Another main focus of his campaign is prioritizing free speech, which he emphasized when asked about his core beliefs.

“I believe in honesty and truth. As soon as I see censorship, I begin doubting a particular side [who is censoring],” Hyver said. ”I feel like [they should let] every opinion come out about [a topic.] To censor anyone is a violation.”

When it comes to wanting voters’ voices to hold weight and be heard, candidate Scott Newsome shares the same sentiment.

Scott Newsome is an author and politics lecturer at the University of California, Santa Cruz. Newsome has firsthand experience with the housing crisis after living in Santa Cruz for nearly a decade — first as a graduate student, then a lecturer, and now as a husband and father of two.

“I want to give back to the community,” Newsome said. “I want to ensure that the place my partner and I chose to call home remains vibrant, supportive, and livable for everyone.” 

Newsome hopes to make Santa Cruz a more welcoming place for BIPOC communities by doing away with city or law enforcement practices that promote racial injustice and inequality. Additionally, he plans to develop a system that dispatches mental health professionals to emergency calls pertaining to a mental health crisis, similar to the CAHOOTS (Crisis Assistance Helping Out On The Streets) model founded in Eugene, Oregon. 

“I support partnering with the county to look into creating a CAHOOTS-style system based around mental health professionals responding to calls dealing with those experiencing a mental health emergency,” said Newsome in response to a questionnaire by UCSC student leaders. 

In addition to Newsome and Hyver, the belief that residents should have a voice is a sentiment also shared by candidate Hector Marin. 

Marin is a recent UCSC graduate, and an advocate of amplifying voices of marginalized communities in Santa Cruz. Marin is also the only Latino running in any Santa Cruz district. 

Marin felt that the lack of BIPOC candidates is detrimental to marginalized communities living in Santa Cruz.

“Santa Cruz is BIPOC, and it would be bad if we have a Santa Cruz that’s purely white in its City Council formation,” Marin said. “Lived experiences do not lie.” 

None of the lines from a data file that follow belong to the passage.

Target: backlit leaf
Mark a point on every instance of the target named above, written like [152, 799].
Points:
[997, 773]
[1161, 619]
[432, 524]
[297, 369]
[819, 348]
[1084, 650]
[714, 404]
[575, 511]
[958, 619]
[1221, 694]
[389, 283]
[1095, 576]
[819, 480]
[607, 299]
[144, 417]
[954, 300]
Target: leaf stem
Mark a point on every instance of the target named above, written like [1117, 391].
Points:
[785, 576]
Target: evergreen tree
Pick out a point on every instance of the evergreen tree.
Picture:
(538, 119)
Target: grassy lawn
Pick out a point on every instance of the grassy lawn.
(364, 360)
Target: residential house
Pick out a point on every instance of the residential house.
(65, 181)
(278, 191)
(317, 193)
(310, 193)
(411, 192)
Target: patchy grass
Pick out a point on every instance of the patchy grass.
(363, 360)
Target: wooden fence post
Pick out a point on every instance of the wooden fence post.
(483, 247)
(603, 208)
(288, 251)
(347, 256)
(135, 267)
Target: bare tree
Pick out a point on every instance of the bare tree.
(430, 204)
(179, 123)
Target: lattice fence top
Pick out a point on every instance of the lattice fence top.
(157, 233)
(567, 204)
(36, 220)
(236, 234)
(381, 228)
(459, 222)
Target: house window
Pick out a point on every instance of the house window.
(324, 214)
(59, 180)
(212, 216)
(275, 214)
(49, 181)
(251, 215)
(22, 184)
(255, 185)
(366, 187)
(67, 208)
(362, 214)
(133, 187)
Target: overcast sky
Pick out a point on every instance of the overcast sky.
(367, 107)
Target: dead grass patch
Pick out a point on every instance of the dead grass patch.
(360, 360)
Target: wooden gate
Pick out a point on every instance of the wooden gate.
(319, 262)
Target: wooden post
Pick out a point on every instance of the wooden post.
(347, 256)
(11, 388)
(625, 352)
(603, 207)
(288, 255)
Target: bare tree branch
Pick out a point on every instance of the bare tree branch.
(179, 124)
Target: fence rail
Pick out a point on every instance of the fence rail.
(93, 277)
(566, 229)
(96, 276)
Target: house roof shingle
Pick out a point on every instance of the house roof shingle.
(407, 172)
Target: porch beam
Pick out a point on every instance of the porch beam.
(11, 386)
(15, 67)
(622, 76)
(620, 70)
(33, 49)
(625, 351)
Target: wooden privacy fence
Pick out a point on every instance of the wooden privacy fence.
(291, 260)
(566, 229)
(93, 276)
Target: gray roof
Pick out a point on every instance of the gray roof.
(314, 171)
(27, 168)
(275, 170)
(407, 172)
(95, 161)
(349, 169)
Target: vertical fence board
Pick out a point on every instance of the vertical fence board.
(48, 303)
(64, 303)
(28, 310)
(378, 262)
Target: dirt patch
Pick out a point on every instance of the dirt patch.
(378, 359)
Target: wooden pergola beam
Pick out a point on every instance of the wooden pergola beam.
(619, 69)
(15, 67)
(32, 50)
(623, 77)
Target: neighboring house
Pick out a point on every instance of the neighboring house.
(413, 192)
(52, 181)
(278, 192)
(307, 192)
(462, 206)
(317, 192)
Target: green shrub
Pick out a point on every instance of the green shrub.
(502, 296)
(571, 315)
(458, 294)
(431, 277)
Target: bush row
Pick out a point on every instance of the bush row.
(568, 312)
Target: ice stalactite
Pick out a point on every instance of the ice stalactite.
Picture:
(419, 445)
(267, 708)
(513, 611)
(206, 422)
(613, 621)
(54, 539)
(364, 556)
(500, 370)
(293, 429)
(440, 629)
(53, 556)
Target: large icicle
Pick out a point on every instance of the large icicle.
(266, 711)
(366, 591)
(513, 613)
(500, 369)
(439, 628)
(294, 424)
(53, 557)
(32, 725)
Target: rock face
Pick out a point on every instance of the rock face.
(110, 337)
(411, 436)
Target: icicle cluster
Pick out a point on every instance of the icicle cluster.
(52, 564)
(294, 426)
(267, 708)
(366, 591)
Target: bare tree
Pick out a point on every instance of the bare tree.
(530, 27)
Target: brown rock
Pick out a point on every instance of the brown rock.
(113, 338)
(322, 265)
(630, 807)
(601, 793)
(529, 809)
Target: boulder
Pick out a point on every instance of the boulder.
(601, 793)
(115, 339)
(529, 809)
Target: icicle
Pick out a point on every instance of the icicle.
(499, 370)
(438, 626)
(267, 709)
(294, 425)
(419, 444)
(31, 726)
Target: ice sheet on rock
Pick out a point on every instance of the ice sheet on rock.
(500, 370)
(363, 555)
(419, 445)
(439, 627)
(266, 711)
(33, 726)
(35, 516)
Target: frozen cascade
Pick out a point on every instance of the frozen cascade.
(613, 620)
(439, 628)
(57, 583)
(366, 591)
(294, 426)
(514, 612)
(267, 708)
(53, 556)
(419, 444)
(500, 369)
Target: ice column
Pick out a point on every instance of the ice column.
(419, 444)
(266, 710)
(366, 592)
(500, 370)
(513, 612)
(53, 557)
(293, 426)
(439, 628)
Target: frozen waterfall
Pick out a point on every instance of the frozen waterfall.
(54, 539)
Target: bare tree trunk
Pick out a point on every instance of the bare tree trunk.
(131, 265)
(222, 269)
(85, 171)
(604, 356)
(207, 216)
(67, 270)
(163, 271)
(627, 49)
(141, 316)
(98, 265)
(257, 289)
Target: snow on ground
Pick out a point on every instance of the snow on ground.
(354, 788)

He also mentioned his campaign’s support of a community refund, which will democratize current city budgets and reallocate certain portions of those funds into social service and human services that address houselessness and affordable housing. According to Marin’s campaign social media, the aim is for these funds to go to BIPOC-owned small businesses to ensure an increase in wealth for those communities. 

Additionally, he emphasized the importance of the younger generation, stating: 

“The youth has to be represented as well […] Innovative change can be translated and transcribed through the power of the youth and through the power of these students. That’s the key.” 

With no incumbent on the ballot, change in District 4 is inevitable. The future of everything from Bay to Front Street lies in the community voices expressed in this election.